Elle se leva et ouvrit son armoire, d’où elle retira un costume complet d’ouvrier aisé, plié avec un soin religieux.

— Je suis veuve, dit-elle, et j’aimais mon mari. Il le fallait bien ; il était si bon…, car il y a des hommes qui sont de nobles créatures, Monsieur le comte. Mettez cela, je vais tourner le dos pendant que vous vous habillerez.

Elle tendit les vêtements au général, qui la considérait attentivement, désormais, comme si un vague souvenir se fût réveillé en lui.

Elle alla s’asseoir à l’autre bout de la chambre, mais elle ajouta :

— Oui, oui, j’aimais bien mon mari ! pauvre cher homme.

— Pourquoi me parlez-vous ainsi, bonne dame ? demanda le général qui commençait sa toilette.

— Parce que je pense à défunte votre femme, répondit Thérèse. Mon mari était presque aussi bon que la comtesse de Champmas.

— Ma bien aimée femme, vous avait-elle donc rendu un service ?

Thérèse hésita, puis elle répliqua avec une sorte de rudesse :

— Comme vous l’entendez, non… Avez-vous fini ?

Le général passait la redingote de gros drap.

— J’ai fini, répondit-il.

Mme Soulas lui mit une serviette blanche sur les épaules et prit une paire de ciseaux.

— Je vais couper vos cheveux et abattre votre moustache, dit-elle.

— J’allais vous le demander, répliqua le fugitif.

Quelques boucles de beaux cheveux bruns où déjà les fils d’argent abondaient tombèrent sur le carreau.

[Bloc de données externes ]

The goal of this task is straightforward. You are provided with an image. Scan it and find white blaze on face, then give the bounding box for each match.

— Votre main tremble, bonne dame, dit le général.

— C’est ce que je me fais vieille à présent, répondit Thérèse.

Il n’y eut pas d’autres paroles échangées.

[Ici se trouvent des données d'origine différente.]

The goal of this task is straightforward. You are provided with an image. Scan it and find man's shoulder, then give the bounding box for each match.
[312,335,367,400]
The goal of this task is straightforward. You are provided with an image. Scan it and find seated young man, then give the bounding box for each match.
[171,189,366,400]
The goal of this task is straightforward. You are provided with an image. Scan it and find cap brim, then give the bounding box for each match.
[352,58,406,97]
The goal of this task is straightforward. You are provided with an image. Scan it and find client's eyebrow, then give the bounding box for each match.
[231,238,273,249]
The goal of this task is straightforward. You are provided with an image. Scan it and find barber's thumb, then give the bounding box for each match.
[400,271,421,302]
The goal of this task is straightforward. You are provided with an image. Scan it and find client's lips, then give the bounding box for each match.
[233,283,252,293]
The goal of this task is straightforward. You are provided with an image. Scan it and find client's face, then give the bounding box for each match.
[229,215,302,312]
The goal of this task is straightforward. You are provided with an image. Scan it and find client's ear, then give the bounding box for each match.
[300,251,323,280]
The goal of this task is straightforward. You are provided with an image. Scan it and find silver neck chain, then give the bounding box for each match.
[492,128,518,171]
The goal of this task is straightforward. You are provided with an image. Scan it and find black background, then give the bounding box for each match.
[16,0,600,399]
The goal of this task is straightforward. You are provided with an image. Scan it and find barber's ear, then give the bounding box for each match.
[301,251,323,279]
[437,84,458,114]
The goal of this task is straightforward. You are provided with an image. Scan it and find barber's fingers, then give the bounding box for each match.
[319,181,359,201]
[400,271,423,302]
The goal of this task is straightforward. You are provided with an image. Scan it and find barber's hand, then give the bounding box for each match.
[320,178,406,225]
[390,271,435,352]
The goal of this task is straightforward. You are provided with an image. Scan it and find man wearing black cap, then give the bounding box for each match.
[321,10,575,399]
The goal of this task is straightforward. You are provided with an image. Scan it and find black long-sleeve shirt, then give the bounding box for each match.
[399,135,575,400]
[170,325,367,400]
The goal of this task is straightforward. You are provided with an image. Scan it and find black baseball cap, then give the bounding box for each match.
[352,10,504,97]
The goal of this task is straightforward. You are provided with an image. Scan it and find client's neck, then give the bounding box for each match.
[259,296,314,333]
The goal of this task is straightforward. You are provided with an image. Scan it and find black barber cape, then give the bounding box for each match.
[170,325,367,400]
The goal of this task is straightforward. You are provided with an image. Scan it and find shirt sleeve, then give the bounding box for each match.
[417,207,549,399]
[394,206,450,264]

Thérèse mit une mante et un bonnet.

— De quel côté voulez-vous aller ? demanda-t-elle.

— Route de Normandie, répondit M. de Champmas. Si je peux atteindre Le Havre, je passerai facilement en Angleterre.

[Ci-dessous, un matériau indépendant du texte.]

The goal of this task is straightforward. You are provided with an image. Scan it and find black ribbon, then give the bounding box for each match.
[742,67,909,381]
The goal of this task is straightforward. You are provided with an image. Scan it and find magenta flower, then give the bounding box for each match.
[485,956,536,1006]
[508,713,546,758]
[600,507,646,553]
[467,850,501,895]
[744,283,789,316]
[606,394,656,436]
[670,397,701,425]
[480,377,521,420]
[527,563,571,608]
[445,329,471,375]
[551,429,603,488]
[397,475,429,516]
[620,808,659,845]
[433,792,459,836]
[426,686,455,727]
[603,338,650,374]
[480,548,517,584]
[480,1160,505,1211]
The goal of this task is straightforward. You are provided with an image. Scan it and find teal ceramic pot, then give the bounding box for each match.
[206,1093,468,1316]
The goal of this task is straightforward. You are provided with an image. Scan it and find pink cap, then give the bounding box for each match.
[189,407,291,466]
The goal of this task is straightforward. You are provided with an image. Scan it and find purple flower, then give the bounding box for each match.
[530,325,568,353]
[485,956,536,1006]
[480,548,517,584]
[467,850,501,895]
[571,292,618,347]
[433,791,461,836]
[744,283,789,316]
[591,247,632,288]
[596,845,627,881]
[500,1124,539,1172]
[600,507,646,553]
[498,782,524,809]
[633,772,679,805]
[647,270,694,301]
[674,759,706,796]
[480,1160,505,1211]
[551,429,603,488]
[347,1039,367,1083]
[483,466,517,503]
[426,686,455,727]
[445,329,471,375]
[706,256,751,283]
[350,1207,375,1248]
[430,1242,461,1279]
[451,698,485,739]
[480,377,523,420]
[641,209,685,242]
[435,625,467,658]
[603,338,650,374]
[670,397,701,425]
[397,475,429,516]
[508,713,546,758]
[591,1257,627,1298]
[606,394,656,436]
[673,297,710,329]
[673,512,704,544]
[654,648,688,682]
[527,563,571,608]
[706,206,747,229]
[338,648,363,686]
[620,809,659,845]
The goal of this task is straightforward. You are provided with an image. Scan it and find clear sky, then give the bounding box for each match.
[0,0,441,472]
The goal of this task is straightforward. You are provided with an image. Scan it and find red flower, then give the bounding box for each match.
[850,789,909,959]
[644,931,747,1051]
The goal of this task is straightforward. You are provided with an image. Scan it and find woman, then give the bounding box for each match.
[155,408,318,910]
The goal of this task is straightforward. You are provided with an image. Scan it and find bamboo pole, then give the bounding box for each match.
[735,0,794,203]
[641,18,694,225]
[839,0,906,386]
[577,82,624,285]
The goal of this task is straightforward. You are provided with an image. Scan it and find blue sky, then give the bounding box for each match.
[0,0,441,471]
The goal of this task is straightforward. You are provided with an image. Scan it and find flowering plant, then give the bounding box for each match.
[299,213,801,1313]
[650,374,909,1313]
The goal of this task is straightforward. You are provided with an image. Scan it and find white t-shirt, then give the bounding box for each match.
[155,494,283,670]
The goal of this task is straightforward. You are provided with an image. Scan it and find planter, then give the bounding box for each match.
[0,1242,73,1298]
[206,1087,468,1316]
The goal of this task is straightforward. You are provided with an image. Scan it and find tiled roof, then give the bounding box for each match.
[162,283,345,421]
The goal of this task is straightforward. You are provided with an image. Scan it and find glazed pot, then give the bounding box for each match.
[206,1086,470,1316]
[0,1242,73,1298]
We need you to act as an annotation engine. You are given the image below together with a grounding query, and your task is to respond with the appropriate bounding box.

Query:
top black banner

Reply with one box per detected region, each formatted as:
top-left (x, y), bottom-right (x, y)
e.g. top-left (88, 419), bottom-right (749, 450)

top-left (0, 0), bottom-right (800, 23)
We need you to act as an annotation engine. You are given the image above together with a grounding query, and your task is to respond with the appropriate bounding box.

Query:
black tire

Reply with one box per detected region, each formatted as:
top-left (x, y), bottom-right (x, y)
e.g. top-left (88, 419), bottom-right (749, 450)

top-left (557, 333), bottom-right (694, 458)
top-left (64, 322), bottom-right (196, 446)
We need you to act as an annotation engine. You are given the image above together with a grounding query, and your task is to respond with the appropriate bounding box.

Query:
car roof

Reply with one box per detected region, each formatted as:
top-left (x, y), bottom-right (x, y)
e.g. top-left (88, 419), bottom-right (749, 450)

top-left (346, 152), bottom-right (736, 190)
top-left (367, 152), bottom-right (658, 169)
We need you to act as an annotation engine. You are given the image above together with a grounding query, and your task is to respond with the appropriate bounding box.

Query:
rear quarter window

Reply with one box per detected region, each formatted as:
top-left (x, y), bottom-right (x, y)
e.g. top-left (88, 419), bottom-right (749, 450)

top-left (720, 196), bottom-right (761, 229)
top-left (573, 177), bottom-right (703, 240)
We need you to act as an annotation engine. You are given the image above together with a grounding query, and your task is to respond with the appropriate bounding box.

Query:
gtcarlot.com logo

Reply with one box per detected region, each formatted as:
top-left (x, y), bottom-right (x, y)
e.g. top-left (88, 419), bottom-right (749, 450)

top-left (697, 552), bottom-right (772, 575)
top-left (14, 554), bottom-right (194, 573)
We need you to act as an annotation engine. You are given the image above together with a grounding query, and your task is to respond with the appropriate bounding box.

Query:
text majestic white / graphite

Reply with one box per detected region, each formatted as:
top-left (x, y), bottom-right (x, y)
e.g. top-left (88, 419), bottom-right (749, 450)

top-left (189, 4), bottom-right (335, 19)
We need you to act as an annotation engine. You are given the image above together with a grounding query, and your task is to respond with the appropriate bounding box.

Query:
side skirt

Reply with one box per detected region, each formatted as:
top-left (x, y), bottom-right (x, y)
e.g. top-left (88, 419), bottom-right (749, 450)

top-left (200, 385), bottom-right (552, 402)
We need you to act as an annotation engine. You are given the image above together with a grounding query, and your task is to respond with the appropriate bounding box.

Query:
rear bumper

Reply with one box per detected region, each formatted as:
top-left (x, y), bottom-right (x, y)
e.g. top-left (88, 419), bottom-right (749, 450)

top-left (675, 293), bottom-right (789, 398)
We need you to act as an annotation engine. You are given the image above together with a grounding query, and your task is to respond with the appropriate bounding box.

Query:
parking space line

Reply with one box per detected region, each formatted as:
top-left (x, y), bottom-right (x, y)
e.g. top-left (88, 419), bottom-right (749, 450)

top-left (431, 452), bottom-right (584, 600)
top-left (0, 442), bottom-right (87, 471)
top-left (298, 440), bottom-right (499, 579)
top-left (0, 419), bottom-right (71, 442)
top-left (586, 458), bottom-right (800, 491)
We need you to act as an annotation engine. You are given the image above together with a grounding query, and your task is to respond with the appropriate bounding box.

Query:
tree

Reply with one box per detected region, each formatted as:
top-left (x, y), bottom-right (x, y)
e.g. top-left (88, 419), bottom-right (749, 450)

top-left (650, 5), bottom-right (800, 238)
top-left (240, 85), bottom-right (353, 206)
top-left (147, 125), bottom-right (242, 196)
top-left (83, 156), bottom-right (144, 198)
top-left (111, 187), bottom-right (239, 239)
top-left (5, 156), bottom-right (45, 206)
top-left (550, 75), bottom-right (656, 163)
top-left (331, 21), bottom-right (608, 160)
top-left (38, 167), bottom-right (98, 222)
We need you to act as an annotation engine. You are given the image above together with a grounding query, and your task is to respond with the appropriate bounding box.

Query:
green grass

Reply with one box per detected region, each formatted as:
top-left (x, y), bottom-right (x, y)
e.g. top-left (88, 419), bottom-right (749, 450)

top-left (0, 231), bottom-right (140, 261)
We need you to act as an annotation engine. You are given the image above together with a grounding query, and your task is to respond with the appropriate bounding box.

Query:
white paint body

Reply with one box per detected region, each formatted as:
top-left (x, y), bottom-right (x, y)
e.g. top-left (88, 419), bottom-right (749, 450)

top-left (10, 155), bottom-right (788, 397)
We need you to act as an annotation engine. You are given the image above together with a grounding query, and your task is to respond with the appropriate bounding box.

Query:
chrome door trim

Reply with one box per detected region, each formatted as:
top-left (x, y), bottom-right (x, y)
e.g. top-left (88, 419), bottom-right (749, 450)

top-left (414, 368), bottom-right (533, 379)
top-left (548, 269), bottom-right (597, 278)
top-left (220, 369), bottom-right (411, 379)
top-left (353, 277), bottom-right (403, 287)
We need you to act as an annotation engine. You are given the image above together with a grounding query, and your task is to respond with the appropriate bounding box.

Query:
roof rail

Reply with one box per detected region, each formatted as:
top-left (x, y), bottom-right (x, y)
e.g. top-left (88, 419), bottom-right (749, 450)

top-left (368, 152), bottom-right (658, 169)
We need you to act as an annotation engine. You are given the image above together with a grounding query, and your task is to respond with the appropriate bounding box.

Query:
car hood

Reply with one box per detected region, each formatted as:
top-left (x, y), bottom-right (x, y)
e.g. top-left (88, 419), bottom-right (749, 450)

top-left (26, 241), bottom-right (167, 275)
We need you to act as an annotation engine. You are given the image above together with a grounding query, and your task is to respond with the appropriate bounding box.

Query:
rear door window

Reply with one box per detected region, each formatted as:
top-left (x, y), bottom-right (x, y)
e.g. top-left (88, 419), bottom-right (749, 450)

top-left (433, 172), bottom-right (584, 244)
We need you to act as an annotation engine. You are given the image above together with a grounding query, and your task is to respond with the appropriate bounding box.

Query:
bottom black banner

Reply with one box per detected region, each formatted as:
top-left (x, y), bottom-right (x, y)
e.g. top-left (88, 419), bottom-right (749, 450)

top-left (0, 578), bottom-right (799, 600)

— Venez donc. Vous êtes mon mari, et nous allons voir notre enfant malade à Saint-Germain, voilà toute l’histoire.

En disant ces mots sa voix trahissait une étrange émotion.

Ils sortirent. Le général, dans la rue, lui offrit son bras qu’elle prit.

Ils passèrent la rivière et montèrent la rue de la Harpe jusqu’à la hauteur de la Sorbonne.

Là, Mme Soulas s’arrêta devant une porte cochère qui ressemblait à l’entrée d’une ferme et au dessus de laquelle une lanterne presque éteinte montrait, en silhouette, une voiture attelée d’un cheval, avec cette légende :

Flamant, loueur et messager.

Elle frappa longtemps en vain.

Au bout d’un gros quart d’heure on vint ouvrir.

— Que diable veut-on à pareille heure ? demanda une grosse voix endormie.

— Nous venons de la part de M. Badoît, répliqua Thérèse.

— Diable ! M. Badoît ?

— Ah ! ah ! M. Badoît ! Va bien, M. Badoît ?

— Pas mal, merci. Je suis Mme Soulas, la maîtresse de l’ordinaire de ces messieurs, rue de Jérusalem.

— Ah ! ah ! maman Soulas ! Bonne soupe ! une renommée, quoi ! et après ?

— Mon mari et moi…

— Tiens, tiens ? fit la grosse voix, je la croyais veuve, Mme Soulas.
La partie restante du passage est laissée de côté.